Together with Blair and Bush in Iraq, he hadn’t exactly developed an exit strategy! He came back covered in deep cuts and grazes but surprisingly not in the least concerned. If it had been up to me I would have suggested not trying such stunts without protective clothing but what do I know? I am merely the dad and at 16 if he is adult enough to decide the fate of a nation perhaps he can be left to plot his own down-hill fate!
What really surprised me as he returned without so much as a whimper was that these considerable injuries seemed not to cause him any pain at all. But I should have remembered the physiology of acute reaction to noxious stimuli shouldn’t I?
Ten minutes later Jack was in agony, once the adrenaline rush had subsided and the endorphins coursing around his brain had calmed down. Here was a perfect example of the biological basis of the lack of pain response immediately after injury. This was the reason why the IEP report of the badger culling last year suggested that badgers might not feel pain for five minutes after being shot.
The expert on pain responses, Patrick Wall, whose excellent little book Pain is well worth reading, became interested in this phenomenon while treating soldiers in the Korean war. They came off the battle field with severe injuries but not in pain until later.
The same was true of Henbit, the thoroughbred who won the 1980 Epsom Derby after fracturing its cannon bone in the last furlong but who accelerated past its competitors to finish victorious before limping off to the winners’ enclosure.
Mental block
The brain blocks out pain responses in a stressful situation where fighting or fleeing might be a lifesaver.
Jack joined this endorphin-embraced post-trauma population because of the excitement of careering down the Welsh hill. But observing that five-minute halcyon period made me wonder whether the IEP were right in thinking that badgers have the same pain-free period.
They aren’t in a stressed state while wandering through the wood before their fateful shot so to my mind would not be in such a state to benefit from high endorphin and adrenaline levels. But how can we in our armchairs know what it is like to be shot when you are not expecting it?
A quick surf through YouTube produced some disturbing videos from the States of dogs being shot in the street, and they uniformly showed the animals writhing and howling in pain.
Obviously, badgers shot in the chest with devastating effects are killed straight out. But I can’t believe that those incorrectly targeted who then disappear into the undergrowth have five minutes before they feel any pain.
So a second year of culling has started, hopefully more effective and more humane than last year’s.
Interesting the words we use isn’t it? The government has sanctioned another cull, not a kill. We put pets to sleep don’t we, rather than killing them. And laboratory rodents are sacrificed, not killed.
A recent book, Blue Juice, by US professor of sociology Patricia Morris, has explored the euphemistic culture of veterinary euthanasias.
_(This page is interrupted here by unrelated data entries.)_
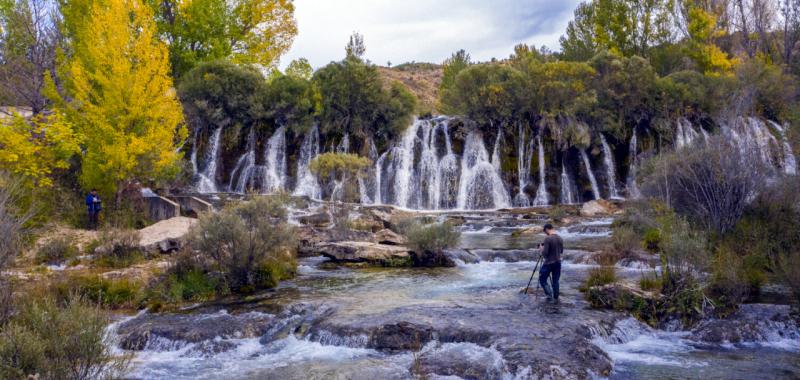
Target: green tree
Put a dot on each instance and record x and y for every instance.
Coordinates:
(300, 68)
(243, 31)
(119, 95)
(291, 101)
(355, 101)
(460, 60)
(626, 27)
(221, 94)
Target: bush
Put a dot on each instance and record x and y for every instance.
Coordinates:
(432, 238)
(625, 240)
(789, 269)
(250, 244)
(603, 275)
(114, 294)
(56, 251)
(119, 248)
(711, 184)
(650, 282)
(58, 342)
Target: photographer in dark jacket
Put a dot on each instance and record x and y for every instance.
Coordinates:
(551, 249)
(93, 207)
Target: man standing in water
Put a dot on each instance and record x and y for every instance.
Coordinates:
(551, 249)
(93, 207)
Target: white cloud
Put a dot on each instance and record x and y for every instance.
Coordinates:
(425, 30)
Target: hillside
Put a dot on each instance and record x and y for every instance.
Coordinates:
(422, 79)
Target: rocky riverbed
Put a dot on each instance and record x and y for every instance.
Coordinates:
(468, 321)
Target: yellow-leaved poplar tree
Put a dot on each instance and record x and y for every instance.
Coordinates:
(37, 147)
(119, 95)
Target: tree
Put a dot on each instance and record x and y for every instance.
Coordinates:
(460, 60)
(355, 101)
(119, 95)
(28, 42)
(702, 30)
(243, 31)
(300, 68)
(220, 94)
(489, 94)
(291, 101)
(626, 27)
(355, 48)
(36, 148)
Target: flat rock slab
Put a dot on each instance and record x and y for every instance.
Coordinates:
(166, 235)
(360, 251)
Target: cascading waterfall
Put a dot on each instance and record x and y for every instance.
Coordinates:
(496, 150)
(611, 172)
(789, 160)
(524, 158)
(266, 178)
(207, 182)
(481, 186)
(307, 184)
(542, 198)
(590, 174)
(684, 133)
(415, 176)
(633, 187)
(567, 197)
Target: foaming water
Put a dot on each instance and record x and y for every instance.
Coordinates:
(191, 361)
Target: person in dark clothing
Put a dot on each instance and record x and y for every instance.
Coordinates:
(551, 250)
(93, 207)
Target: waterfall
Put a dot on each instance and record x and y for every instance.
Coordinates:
(566, 187)
(378, 174)
(207, 182)
(542, 198)
(307, 184)
(611, 172)
(496, 150)
(588, 166)
(684, 133)
(344, 145)
(480, 186)
(789, 160)
(265, 178)
(524, 158)
(633, 187)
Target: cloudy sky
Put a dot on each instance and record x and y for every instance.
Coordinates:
(425, 30)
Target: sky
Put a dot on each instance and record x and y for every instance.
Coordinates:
(399, 31)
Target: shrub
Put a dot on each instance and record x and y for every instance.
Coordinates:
(650, 282)
(599, 276)
(56, 251)
(652, 240)
(119, 248)
(11, 221)
(249, 244)
(58, 342)
(114, 294)
(789, 269)
(433, 238)
(625, 240)
(711, 184)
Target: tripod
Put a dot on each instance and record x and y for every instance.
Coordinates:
(535, 268)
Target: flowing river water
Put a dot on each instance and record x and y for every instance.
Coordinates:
(469, 321)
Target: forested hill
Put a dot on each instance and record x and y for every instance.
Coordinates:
(422, 79)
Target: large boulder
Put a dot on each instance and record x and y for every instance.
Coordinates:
(366, 252)
(389, 237)
(165, 236)
(597, 207)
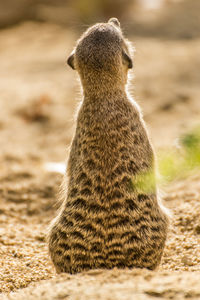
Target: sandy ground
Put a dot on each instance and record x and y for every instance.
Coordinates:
(38, 97)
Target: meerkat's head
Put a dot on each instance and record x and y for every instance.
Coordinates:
(103, 53)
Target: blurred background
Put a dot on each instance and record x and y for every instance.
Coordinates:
(39, 95)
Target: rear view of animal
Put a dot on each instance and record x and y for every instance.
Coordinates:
(110, 216)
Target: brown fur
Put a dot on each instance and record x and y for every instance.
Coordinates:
(108, 218)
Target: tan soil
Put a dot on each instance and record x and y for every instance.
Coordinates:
(39, 95)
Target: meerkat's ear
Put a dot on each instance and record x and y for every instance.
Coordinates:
(127, 60)
(70, 60)
(114, 21)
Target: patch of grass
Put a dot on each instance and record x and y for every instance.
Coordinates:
(175, 164)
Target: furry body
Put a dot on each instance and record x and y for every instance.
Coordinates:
(108, 218)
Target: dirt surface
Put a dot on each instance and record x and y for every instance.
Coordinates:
(38, 98)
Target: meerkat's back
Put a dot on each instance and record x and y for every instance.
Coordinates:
(111, 216)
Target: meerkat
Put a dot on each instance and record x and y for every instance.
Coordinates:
(111, 215)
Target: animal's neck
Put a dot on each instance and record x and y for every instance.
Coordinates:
(101, 87)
She looks at the way we skirt around issues in killing animals, particularly looking at the issues surrounding “saying goodbye” in small animal veterinary practice.
She examines the way we “negotiate” death, the problems of encouraging owners with an old ill animal in pain that should be relieved of its misery and on the other hand dealing with the owners who want to get rid of their perfectly healthy pet who is now surplus to their requirements.
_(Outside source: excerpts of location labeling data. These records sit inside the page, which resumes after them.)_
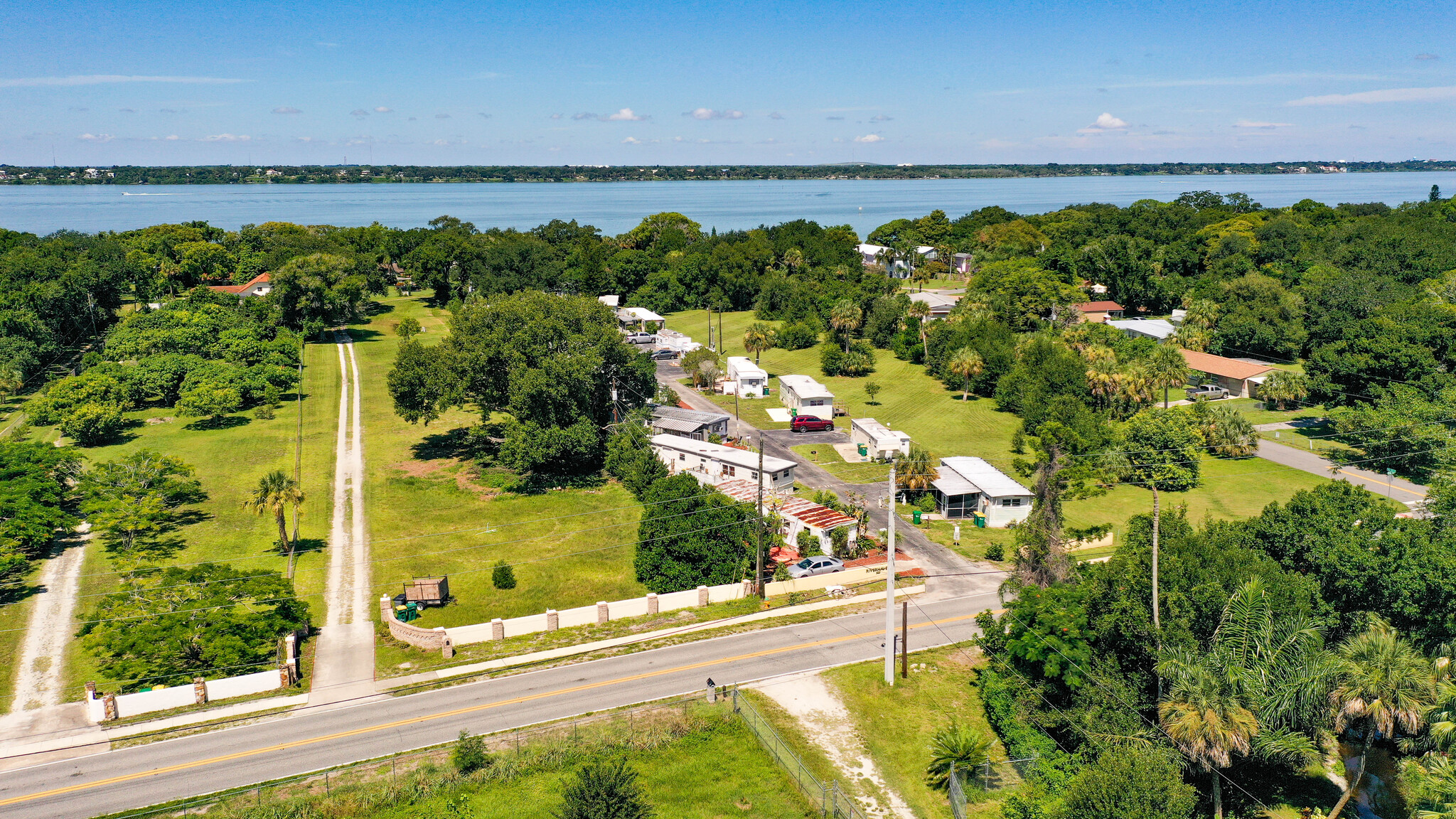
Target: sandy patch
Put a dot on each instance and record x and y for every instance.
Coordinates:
(828, 723)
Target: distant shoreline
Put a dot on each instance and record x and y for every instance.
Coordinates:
(476, 173)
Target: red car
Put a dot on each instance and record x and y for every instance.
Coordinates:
(810, 424)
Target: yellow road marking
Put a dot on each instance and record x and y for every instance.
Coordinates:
(1382, 483)
(441, 714)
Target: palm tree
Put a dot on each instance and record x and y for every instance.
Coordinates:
(1167, 368)
(1382, 685)
(919, 311)
(1203, 714)
(757, 338)
(960, 748)
(965, 363)
(277, 493)
(845, 318)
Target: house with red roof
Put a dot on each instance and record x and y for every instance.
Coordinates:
(259, 286)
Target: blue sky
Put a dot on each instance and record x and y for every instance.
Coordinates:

She talks from a States-side perspective when complaining that students do not get sufficient teaching on this critical area but even on this side of the pond I worry that while students get lectures and role play activities on dealing with the euthanasia consultation in vet school, the time students actually encounter it happening is while on EMS.
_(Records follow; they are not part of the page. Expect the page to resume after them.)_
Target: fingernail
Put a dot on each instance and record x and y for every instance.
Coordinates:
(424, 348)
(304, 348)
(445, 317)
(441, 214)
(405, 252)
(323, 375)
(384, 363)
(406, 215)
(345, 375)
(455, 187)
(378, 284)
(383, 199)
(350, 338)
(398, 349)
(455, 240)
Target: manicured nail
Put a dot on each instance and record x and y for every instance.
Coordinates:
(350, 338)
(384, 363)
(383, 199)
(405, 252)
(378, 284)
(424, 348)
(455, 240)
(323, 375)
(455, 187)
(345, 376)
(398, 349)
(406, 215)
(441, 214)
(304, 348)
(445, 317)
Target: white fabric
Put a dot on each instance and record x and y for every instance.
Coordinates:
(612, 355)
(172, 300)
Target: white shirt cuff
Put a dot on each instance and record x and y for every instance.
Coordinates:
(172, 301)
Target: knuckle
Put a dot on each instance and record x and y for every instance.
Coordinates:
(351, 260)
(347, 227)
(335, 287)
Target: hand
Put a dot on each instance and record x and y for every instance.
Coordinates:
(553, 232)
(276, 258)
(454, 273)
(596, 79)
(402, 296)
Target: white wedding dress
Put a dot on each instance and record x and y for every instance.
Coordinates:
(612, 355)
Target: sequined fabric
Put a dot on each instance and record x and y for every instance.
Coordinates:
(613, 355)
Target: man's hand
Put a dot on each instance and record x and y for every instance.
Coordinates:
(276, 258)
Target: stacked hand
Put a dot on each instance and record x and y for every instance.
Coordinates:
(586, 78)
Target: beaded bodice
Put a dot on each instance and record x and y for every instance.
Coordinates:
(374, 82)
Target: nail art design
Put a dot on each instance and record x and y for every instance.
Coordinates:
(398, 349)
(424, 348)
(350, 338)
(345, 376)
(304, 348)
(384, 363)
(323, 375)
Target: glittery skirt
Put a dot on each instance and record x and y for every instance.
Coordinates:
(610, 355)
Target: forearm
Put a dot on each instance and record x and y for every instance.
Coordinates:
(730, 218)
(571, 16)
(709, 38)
Having a student seeing practice, as we used to call it, can be a great experience – for the most part I love the interaction with an enthusiastic student and I well remember the enjoyment of seeing practice myself, even though that was over 25 years ago.
But at stressful times, having a student alongside can add to the difficulty of the situation, and dealing with a client during a euthanasia consultation is often the most difficult of these times.
Talking to students, it appears a number are excluded from euthanasia consultations and perhaps there is a good reason for that. Yet it is really important that students see how vets deal with this important time.
Perhaps this shows the importance of students on EMS discussing what happens in such consultations with the vet beforehand as well as afterwards. But how much do we actually structure EMS, encourage students to talk to vets about what to expect in consultations, or do we just leave it to happen naturally?
I aim to talk to my students before they go out on EMS about what to expect, what aims to have and how to behave. I chat to them on their return about whether those goals have been realised and how they can improve their learning experience in the next vacation.
But I wonder if we support vets taking on students for EMS quite as well as we might? Discussing that I fear will have to wait for a future Perambulation as my next client is patiently sitting in the waiting room!